Startups with ties to N.C. State and UNC-Chapel Hill have added fresh capital to support their growth.

Medicom Technologies recently filed paperwork with the U.S. Securities and Exchange Commission for a nearly $4.9 million raise, which increases the firm's fundraising this year to nearly $9 million.

This follows the company in late March filing paperwork for a roughly $4.1 million raise.

Proceeds from the new raise will be used for working capital, according to the filing signed by CEO Michael Rosenberg. The company raised the money from 11 investors.

Rosenberg and Malcolm Benitz cofounded Medicom in 2015 while at N.C. State to develop a health information network that connects disparate data silos through a single interface. The company's technology enables providers, patients and others to access and share relevant health information, such as medical images and reports, that exists across various sources.

Medicom emerged from stealth mode in 2018 and raised $10 million in a Series A round. With that funding, the company established a commercially viable product and signed contracts with the Department of Veteran Affairs and other large health systems.

The company in November 2021 closed a $21.8 million Series B round. Raleigh-based venture capital firm Oval Park Capital led that round, which also included investments from Vocap Partners, Grayhawk Capital and Cone Health Ventures.

A company with ties to UNC also added capital this month.

EpiCypher filed paperwork showing the company has raised $3.3 million of equity from a single investor. The company will use proceeds from the offering for working capital, according to the SEC filing signed July 1 by company president and co-founder James Bone.

The company said it could not yet publicly discuss the raise.

This is the first time in more than a decade that EpiCypher has disclosed financing activity with the SEC. In 2013, the company submitted three filings for fundraising totaling $65,300.

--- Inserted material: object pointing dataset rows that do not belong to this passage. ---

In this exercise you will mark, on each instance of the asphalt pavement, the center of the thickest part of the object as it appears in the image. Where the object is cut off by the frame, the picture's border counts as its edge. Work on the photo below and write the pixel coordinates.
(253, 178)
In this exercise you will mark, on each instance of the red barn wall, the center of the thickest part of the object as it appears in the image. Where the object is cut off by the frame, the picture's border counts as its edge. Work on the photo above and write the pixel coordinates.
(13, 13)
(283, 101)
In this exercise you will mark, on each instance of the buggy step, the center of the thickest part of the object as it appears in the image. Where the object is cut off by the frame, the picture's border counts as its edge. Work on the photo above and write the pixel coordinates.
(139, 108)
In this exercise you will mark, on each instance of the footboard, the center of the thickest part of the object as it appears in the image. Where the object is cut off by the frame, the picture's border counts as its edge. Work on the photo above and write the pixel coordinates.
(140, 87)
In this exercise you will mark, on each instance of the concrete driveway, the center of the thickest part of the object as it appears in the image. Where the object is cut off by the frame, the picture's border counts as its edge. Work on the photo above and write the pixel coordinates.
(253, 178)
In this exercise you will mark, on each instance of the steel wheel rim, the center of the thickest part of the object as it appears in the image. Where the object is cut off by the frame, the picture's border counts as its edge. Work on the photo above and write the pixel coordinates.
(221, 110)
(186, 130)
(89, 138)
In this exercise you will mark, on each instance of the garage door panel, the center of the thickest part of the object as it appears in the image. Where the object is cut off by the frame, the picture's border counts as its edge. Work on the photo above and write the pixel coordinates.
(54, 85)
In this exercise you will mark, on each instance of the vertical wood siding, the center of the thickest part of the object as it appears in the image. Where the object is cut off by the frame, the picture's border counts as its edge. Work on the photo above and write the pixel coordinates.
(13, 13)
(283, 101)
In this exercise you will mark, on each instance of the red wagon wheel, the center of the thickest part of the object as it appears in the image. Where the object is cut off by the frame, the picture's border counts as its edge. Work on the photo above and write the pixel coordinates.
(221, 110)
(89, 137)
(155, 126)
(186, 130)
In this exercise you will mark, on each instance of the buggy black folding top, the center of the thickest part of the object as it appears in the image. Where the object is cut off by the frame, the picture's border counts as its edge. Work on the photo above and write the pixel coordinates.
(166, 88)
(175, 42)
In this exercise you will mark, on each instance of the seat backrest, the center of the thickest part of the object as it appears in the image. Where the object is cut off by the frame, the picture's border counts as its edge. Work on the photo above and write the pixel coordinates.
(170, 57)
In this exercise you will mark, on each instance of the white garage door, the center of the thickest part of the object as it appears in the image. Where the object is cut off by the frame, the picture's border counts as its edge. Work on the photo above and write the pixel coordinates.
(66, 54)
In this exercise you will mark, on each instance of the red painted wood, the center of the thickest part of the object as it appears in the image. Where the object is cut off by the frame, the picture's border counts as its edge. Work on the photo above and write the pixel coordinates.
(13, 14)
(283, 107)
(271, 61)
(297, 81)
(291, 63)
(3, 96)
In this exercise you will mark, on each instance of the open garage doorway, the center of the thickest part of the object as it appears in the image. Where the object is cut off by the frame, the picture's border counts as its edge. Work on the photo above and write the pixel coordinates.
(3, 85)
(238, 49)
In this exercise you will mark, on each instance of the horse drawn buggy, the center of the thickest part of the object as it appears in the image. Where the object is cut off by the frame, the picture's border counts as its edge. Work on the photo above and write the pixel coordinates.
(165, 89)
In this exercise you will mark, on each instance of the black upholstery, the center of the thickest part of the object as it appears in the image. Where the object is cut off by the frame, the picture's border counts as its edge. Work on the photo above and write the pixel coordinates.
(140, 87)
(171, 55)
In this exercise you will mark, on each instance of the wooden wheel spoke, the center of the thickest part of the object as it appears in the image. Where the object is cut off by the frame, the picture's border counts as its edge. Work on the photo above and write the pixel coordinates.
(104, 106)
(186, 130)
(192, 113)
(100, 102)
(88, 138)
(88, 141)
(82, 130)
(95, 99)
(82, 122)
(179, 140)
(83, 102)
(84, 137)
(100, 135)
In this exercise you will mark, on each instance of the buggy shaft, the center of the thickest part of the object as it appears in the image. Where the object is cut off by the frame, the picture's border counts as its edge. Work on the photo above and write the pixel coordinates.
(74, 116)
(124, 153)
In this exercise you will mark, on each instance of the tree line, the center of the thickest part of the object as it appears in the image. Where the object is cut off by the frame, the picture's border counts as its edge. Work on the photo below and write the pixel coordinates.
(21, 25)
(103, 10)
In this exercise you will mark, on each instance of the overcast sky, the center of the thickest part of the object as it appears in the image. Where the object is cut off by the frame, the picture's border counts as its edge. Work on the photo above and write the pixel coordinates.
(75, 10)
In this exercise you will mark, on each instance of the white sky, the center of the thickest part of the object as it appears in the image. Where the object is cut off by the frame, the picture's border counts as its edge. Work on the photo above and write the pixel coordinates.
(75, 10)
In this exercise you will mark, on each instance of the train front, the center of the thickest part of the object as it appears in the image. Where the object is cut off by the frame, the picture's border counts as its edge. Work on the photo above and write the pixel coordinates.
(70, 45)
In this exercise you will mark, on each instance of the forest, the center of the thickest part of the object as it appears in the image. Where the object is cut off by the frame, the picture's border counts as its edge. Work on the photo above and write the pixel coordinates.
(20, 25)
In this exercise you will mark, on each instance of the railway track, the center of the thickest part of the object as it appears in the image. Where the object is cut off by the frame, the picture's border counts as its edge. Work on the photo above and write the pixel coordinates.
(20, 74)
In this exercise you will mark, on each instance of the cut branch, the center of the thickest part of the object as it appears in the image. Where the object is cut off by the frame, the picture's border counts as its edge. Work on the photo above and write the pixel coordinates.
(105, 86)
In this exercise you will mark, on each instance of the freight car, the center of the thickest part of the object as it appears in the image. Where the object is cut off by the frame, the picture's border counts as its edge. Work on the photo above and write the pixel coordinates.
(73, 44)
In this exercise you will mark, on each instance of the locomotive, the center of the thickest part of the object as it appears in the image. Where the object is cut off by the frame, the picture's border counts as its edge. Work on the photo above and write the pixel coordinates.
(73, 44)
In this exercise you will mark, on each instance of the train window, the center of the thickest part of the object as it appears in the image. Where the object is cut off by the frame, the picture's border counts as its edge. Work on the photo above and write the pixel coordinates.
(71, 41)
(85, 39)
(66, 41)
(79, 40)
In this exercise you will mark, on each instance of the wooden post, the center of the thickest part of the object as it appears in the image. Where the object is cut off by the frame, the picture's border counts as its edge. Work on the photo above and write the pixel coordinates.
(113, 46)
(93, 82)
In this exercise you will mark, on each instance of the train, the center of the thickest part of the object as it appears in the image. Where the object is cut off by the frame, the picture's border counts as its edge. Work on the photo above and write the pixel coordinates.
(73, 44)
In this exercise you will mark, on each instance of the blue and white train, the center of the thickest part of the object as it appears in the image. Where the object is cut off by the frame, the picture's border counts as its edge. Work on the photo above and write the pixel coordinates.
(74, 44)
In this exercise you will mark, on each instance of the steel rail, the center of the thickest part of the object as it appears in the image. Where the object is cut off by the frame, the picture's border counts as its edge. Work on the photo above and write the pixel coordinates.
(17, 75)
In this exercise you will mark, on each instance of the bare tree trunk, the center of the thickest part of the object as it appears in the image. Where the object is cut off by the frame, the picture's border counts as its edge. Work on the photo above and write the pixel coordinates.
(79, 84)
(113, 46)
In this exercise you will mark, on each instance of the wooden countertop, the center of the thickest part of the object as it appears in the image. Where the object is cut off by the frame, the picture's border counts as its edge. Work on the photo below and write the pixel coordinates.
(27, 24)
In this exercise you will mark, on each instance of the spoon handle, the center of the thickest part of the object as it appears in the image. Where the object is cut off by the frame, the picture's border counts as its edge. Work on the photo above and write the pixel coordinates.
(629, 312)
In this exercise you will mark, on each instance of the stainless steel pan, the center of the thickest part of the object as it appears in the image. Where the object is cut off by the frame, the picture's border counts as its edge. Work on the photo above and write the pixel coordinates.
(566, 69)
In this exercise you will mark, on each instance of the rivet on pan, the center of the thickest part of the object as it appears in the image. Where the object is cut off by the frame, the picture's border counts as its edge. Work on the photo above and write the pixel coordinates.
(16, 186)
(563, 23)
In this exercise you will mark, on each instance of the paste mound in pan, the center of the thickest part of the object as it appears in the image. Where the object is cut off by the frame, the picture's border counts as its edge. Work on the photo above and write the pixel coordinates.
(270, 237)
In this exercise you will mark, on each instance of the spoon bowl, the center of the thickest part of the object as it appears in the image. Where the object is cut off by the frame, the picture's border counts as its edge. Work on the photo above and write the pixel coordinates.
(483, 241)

EpiCypher has also been one of the Triangle's top recipients of funding from the National Institutes of Health — aside from local universities. The company last year received about $12.6 million in grant awards. This was up from $11.9 million in 2022 and $8.4 million in 2021, according to data from Blue Ridge Institute for Medical Research, a nonprofit based in western North Carolina that releases annually lists of NIH recipients

EpiCypher, which spun out from UNC, develops reagents and tools for the study of chromatin regulation and to support epigenetics-focused drug development. Chromatin is a mixture of DNA and proteins found in cells.

Epigenetics "is a field of study focused on changes in DNA that do not involve alterations to the underlying sequence," according to the National Human Genome Research Institute.